Wednesday, May 16, 2018

Demopolis, AL to Grand Rivers, KY

Total Miles Traveled 3460

After waiting at Demopolis a couple of days to let the river levels drop, we continued north on May 8th to an anchorage at Cooks Bend.  This section of the Tenn-Tom waterway has less current and debris than our cruise to Demopolis.


The white cliffs at Epes, Alabama




Although we only had a 10% chance of rain, the clouds were building about 3 miles from the Stennis Lock at Columbus, Mississippi.

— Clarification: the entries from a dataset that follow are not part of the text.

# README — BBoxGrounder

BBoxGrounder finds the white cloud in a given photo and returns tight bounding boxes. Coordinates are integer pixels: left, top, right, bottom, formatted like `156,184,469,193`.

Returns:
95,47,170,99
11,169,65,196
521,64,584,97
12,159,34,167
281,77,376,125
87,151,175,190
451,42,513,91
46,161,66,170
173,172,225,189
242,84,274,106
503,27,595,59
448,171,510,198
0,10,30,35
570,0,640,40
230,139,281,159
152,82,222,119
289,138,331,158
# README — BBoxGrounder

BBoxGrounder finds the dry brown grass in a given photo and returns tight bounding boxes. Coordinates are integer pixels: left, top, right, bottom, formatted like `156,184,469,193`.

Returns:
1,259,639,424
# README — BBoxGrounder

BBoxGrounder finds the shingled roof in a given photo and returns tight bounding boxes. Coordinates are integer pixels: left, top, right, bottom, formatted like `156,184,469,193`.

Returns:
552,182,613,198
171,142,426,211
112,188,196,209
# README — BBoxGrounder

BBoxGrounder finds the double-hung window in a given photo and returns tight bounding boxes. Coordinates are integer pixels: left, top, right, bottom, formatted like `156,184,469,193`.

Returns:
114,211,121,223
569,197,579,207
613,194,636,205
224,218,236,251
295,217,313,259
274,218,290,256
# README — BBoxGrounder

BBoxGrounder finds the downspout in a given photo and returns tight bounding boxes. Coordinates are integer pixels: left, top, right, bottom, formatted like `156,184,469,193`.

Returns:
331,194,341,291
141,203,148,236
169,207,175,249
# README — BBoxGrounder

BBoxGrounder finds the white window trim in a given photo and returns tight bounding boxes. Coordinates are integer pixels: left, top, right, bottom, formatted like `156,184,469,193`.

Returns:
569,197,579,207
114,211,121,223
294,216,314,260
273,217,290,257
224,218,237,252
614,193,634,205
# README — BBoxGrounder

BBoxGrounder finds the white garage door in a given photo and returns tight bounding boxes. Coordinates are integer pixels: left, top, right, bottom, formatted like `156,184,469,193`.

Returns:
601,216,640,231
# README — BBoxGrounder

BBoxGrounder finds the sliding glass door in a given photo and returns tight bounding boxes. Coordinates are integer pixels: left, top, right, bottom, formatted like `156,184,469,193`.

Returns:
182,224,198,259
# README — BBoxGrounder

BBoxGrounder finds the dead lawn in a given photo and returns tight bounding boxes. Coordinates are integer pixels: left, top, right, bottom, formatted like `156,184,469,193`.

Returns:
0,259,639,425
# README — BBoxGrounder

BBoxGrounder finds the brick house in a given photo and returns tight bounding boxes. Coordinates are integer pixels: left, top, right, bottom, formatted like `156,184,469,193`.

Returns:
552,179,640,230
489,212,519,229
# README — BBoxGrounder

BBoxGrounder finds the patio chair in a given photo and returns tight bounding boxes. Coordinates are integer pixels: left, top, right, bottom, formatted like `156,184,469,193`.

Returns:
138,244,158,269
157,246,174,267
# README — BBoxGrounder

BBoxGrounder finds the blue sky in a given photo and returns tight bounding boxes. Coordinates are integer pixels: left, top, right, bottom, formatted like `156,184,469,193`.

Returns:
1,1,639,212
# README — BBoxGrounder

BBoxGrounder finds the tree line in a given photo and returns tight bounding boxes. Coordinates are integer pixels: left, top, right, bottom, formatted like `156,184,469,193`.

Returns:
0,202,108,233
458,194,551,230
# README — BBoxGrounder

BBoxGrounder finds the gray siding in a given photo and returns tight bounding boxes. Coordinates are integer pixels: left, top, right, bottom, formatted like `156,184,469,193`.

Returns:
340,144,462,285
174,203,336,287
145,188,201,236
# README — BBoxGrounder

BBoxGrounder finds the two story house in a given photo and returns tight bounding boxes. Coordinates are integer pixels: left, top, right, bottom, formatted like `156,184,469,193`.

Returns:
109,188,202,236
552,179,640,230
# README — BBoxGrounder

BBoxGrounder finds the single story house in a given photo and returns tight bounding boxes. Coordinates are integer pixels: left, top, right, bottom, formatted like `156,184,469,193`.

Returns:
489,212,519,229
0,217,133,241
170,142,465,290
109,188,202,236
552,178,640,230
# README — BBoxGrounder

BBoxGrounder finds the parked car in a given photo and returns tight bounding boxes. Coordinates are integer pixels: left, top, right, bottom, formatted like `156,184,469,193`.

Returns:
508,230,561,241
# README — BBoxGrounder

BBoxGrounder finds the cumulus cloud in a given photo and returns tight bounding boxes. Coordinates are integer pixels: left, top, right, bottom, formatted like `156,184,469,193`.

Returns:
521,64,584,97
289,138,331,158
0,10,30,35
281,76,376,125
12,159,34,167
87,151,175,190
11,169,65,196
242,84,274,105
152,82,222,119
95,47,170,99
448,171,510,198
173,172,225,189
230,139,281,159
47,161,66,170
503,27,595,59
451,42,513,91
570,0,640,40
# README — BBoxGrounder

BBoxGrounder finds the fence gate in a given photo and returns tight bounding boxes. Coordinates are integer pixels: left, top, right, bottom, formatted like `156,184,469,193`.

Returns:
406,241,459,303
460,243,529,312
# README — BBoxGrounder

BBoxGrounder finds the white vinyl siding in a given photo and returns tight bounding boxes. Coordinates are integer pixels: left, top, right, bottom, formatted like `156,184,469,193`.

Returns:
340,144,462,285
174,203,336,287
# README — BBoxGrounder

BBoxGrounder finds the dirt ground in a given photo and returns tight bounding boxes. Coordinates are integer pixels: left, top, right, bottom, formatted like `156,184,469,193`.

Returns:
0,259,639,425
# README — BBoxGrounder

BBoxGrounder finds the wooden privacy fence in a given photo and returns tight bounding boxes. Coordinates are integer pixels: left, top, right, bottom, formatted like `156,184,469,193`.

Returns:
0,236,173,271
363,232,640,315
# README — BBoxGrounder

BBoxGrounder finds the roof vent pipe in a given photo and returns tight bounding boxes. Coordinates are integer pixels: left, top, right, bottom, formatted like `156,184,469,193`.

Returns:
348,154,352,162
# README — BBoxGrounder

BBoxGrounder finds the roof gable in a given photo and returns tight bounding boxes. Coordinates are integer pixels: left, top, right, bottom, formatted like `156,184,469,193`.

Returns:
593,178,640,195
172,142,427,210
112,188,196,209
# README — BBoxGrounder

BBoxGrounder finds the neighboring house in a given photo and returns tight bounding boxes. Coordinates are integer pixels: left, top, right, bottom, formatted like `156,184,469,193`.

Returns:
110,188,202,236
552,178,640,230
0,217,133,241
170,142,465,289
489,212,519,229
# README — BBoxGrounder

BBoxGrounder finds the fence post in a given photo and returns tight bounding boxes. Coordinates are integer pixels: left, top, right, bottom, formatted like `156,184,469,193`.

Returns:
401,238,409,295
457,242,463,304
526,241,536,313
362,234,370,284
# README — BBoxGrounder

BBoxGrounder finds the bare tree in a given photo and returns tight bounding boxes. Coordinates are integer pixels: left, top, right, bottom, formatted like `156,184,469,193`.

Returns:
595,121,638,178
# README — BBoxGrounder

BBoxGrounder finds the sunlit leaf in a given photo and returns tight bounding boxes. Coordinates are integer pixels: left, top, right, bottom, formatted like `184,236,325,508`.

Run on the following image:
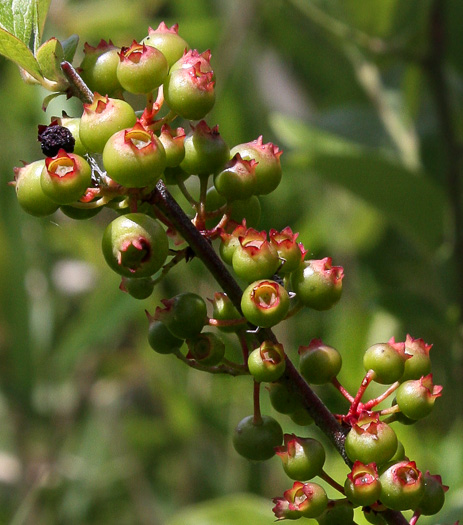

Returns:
0,27,42,80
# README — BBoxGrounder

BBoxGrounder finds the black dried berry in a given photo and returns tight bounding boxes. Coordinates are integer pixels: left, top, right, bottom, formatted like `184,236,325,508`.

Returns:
38,123,75,156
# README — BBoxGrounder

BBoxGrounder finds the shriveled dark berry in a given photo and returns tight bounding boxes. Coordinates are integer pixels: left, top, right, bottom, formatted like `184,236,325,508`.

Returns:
38,124,75,156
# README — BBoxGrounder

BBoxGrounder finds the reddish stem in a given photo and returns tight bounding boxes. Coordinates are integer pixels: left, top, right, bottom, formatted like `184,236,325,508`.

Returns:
348,369,376,417
319,469,345,495
331,377,354,403
363,381,400,410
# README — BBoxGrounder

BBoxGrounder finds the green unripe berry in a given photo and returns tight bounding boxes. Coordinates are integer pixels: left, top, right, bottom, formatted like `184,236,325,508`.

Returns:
122,276,155,299
41,150,92,204
156,292,208,340
316,501,355,525
298,339,342,385
241,280,290,328
268,382,303,415
275,434,325,481
291,257,343,310
363,340,407,384
14,160,59,217
141,23,189,67
147,319,183,354
379,460,424,511
345,414,398,467
186,332,225,365
344,461,381,507
248,341,286,383
395,374,442,420
210,292,243,333
214,154,257,201
79,93,137,153
103,122,166,188
416,472,447,516
232,414,283,461
101,213,168,278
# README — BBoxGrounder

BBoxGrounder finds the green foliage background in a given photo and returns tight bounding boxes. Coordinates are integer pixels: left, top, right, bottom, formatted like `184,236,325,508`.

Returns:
0,0,462,523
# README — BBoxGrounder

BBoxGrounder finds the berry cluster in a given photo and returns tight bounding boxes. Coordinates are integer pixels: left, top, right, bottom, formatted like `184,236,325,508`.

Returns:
11,22,452,525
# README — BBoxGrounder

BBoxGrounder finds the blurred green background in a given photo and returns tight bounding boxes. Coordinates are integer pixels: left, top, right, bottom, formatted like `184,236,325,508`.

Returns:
0,0,462,523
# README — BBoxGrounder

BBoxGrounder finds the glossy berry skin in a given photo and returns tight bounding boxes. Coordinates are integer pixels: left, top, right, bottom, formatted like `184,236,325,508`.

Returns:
232,414,283,461
79,40,123,98
316,501,355,525
379,460,424,511
402,334,432,381
416,472,447,516
291,257,343,311
180,121,229,177
156,292,207,340
103,122,166,188
210,292,243,333
270,227,307,275
219,224,248,265
395,374,442,420
345,413,398,467
275,434,325,481
79,93,137,153
147,319,184,354
248,341,286,383
230,136,282,195
158,124,186,167
41,150,92,204
14,160,59,217
102,213,168,278
344,461,381,507
363,340,407,384
186,332,225,365
214,154,257,201
141,22,189,67
298,339,342,385
164,65,215,121
273,482,328,520
60,204,102,220
241,280,290,328
117,41,168,94
121,276,155,299
232,228,280,282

Luckily we only had a light sprinkle after exiting the lock and anchoring at Waverly, Mississippi.  We could hear thunder southeast of us so we just caught the edge of it.


On May 10th we made it through 4 locks without any delays and anchored just past the Fulton Lock.  The next morning we continued on to the Rankin Lock.  I called the lock on the radio about 3 miles out and was informed that a southbound tow was approaching the lock so we reduced speed and arrived at the lock with only a 30 minute delay before entering the chamber.  After exiting the Rankin and Montgomery Locks, we approached the Jamie Whitten Lock, the last lock on the Tenn-Tom waterway and the largest at 84 feet. 

My best mate is getting a little nervous.


That small white speck on the top right of the photo is a full size pickup truck.




Hooked to the floating bollard, I always keep a razor knife handy in case it sticks.  Fortunately we haven't had that happen in any of the hundreds of locks we have passed through.


If you look close, you can see a man walking across the lock door on the left.


After exiting the lock we entered Bay Springs and decided to make a short day of it and anchor in a cove on the lake, the temperatures have been around 90 degrees since leaving Demopolis.



We haven’t seen water this clear since leaving the Gulf and had to celebrate our last lock with swim and a steak dinner.  You can’t beat Florida in the winter, but we really enjoy the inland lakes and rivers in the summer.


No wonder I have been sneezing so much, you can see the pollen on top of the calm water the next morning.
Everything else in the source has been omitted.